Re: [PATCH] Fix race condition in enc28j60 driver
From: David Miller
Date: Sat Jul 02 2016 - 14:57:48 EST
From: Sergio Valverde < sergio.valverde@xxxxxxx >
Date: Fri, 1 Jul 2016 11:44:30 -0600
> From: Sergio Valverde <sergio.valverde@xxxxxxx>
>
> The interrupt worker code for the enc28j60 relies only on the TXIF flag to
> determinate if the packet transmission was completed. However the datasheet
> specifies in section 12.1.3 that TXERIF will clear the TXRTS after a
> transmit abort.
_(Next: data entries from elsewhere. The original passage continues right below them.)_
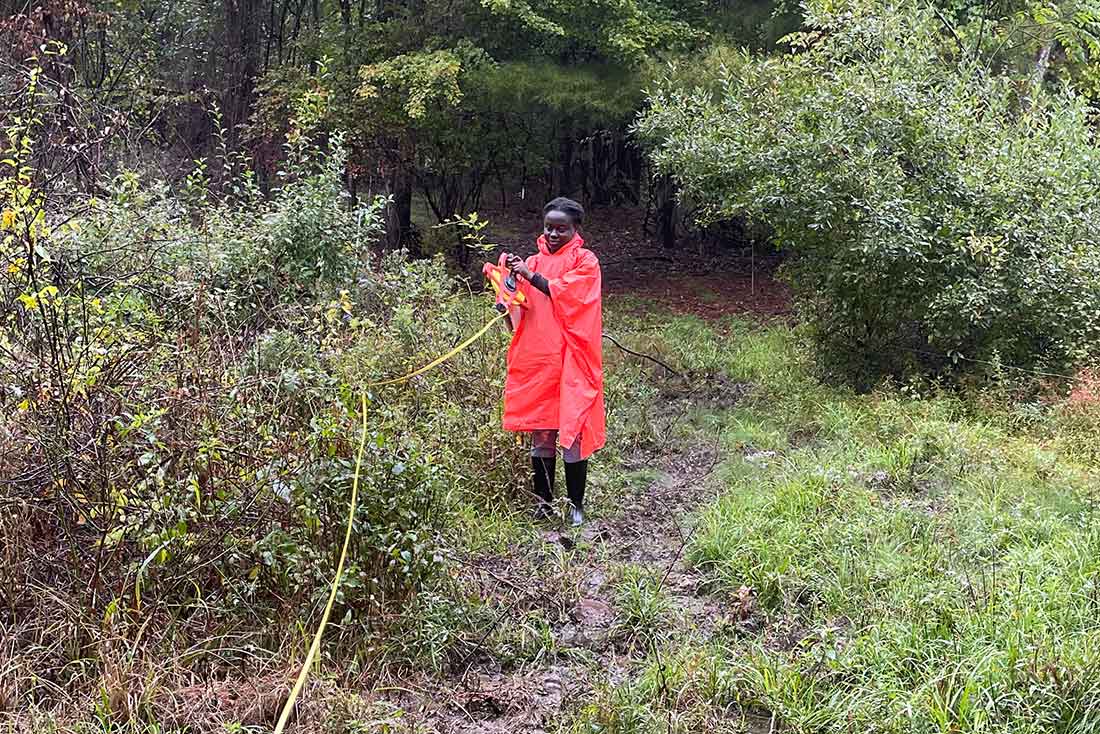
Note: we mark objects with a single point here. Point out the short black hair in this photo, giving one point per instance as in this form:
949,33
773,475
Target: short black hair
568,207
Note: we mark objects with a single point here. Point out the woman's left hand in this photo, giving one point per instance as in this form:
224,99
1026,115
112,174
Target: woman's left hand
517,265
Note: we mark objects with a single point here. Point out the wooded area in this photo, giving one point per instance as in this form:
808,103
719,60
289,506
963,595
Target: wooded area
860,499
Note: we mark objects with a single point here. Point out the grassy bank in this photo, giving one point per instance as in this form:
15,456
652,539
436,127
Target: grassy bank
886,563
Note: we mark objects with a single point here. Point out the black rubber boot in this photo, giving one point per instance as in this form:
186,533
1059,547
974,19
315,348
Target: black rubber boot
576,477
543,482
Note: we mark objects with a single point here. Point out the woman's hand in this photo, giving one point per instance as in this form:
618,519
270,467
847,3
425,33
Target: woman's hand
517,265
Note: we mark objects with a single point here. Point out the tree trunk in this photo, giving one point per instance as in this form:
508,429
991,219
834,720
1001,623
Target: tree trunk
666,212
399,231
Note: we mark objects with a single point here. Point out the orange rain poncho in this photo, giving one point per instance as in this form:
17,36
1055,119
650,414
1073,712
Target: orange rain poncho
556,374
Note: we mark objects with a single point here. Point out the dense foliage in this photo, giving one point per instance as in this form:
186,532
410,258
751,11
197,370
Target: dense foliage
939,209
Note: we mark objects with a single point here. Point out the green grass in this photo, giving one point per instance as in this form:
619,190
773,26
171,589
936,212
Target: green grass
916,565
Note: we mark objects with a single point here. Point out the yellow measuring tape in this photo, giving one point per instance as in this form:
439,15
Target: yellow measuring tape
315,647
336,581
436,362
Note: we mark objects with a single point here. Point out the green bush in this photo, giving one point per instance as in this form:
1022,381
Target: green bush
938,209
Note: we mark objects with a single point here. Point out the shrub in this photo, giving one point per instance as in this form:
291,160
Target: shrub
937,214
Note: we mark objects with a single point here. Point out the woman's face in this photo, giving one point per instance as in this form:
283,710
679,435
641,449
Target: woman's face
559,229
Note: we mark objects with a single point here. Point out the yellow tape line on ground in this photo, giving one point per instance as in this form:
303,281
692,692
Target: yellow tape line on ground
288,707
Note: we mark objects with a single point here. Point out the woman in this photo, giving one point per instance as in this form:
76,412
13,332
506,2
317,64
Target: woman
554,389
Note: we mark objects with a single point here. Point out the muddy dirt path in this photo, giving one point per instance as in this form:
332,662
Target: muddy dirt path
565,581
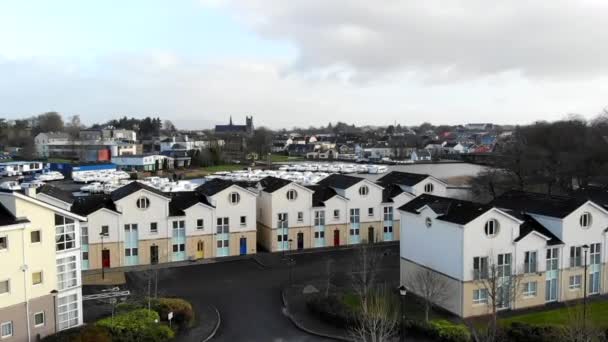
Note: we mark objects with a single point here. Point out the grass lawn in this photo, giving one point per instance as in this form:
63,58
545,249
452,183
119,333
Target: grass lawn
596,311
281,158
205,171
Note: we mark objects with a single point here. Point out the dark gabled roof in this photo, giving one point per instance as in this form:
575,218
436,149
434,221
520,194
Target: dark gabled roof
134,187
184,200
7,218
57,193
338,181
596,194
402,178
390,191
271,184
321,194
536,203
214,186
87,205
531,225
448,209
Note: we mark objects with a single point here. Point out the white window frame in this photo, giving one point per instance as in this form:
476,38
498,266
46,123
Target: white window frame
2,325
70,272
585,220
292,195
575,282
429,188
8,286
43,319
530,289
491,228
478,299
41,278
234,198
39,236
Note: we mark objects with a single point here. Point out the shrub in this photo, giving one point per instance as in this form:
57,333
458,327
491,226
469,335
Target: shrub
331,309
450,332
137,325
522,332
440,330
183,314
81,334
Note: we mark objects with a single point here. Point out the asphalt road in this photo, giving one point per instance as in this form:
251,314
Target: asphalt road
248,295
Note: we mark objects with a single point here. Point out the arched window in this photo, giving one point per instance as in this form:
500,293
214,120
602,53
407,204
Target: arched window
292,195
143,203
585,220
491,228
234,198
428,187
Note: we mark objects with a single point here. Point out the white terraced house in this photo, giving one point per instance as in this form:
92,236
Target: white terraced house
40,281
138,225
415,183
339,210
535,241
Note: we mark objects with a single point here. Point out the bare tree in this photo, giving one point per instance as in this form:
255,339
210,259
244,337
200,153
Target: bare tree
431,287
363,273
377,319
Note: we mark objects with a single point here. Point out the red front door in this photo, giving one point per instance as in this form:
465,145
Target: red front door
105,258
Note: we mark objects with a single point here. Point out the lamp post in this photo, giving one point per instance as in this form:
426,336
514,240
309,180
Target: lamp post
290,261
103,274
402,293
585,249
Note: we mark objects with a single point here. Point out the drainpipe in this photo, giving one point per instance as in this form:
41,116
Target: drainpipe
24,269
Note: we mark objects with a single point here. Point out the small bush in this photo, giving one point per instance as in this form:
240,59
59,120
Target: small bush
440,330
331,309
450,332
183,314
522,332
137,325
81,334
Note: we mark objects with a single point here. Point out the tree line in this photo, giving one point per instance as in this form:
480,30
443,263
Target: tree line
548,157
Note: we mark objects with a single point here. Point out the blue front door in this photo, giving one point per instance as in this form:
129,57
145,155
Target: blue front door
178,240
388,223
243,245
131,245
222,237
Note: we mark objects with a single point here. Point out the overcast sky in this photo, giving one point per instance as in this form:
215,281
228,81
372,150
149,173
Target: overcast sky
305,62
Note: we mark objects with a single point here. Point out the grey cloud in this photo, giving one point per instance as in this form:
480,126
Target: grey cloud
436,39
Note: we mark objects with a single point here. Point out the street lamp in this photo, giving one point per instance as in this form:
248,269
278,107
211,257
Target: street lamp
101,236
585,248
290,261
402,293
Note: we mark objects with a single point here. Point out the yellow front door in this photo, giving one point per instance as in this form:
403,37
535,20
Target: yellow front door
200,250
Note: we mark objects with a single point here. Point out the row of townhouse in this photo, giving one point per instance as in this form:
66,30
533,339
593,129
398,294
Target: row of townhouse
339,210
40,281
534,246
139,225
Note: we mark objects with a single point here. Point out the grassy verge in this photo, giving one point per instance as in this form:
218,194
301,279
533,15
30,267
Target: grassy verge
596,311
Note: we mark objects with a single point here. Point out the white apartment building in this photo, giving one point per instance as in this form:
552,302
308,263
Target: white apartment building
340,210
534,241
40,282
137,224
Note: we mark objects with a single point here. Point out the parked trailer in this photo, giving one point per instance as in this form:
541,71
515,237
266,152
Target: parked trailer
18,168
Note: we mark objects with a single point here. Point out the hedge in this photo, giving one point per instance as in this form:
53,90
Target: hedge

Also in section 12.1.4 that TXIF will be set
> when TXRTS transitions from '1' to '0'. Therefore the TXIF flag is enabled
> during transmission errors.
>
> This causes a race condition, since the worker code will invoke
> enc28j60_tx_clear() -> netif_wake_queue(), potentially invoking the
> ndo_start_xmit function to send a new packet. The enc28j60_send_packet function
> uses a workqueue that invokes enc28j60_hw_tx(). In between this function is
> called, the worker from the interrupt handler will enter the path for error
> handler because of the TXERIF flag, causing to invoke enc28j60_tx_clear() again
> and releasing the packet scheduled for transmission, causing a kernel crash with
> due a NULL pointer.
>
> These crashes due a NULL pointer were observed under stress conditions of the
> device. A BUG_ON() sequence was used to validate the issue was fixed, and has
> been running without problems for 2 years now.
>
> Signed-off-by: Diego Dompe <dompe@xxxxxxx>
> Acked-by: Sergio Valverde <sergio.valverde@xxxxxxx>
Applied.